Public tenants union fights privatisation
By Dave Mizon
MELBOURNE — Late last month the Kennett government defunded the Public Tenants Union (PTU) by putting the funding traditionally available to it up for tender.
The bulk of the funds went to the Tenants Union, which deals primarily with private tenants, the rest being handed to the local Housing Council. All the workers employed by the PTU were sacked, with no redeployment offered.
The PTU has always been poorly funded. This has not stopped its workers from forming a strong relationship with public tenants and suburban housing councils.
It has campaigned strongly for more high quality public housing, emergency housing and rooming houses and for control by public tenants over the planning, design and running of public housing stock. It has also defended public tenants against evictions.
It is therefore no surprise that it has come into conflict with both Liberal and Labor governments. When the Kennett government defunded the PTU, the ALP put up no opposition, and Trades Hall Council offered no concrete assistance. The union covering the public tenant workers, the Australian Services Union (ASU), only lectured the sacked workers on the virtues of well-run community campaigns!
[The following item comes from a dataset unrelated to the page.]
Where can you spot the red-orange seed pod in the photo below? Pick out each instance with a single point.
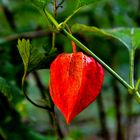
(75, 81)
The Tenants Union has historically been better funded. It has dealt only with the rights of private tenants and has not undertaken the same level of research and campaign activity as the PTU, although it has offered to use its new funds to train public tenants in advocacy skills.
The Kennett government is also proposing to shift the administration of public housing and emergency housing to local councils (which are already starved of funds).
The government's strategy is clear: while removing effective representation for public tenants, shifting the administration of public housing to the councils and thus deflecting responsibility away from the government. In this way, the government hopes to gradually privatise public housing stock.
The PTU has resolved to keep its main office open in Port Melbourne. The big battle to save public housing has yet to happen.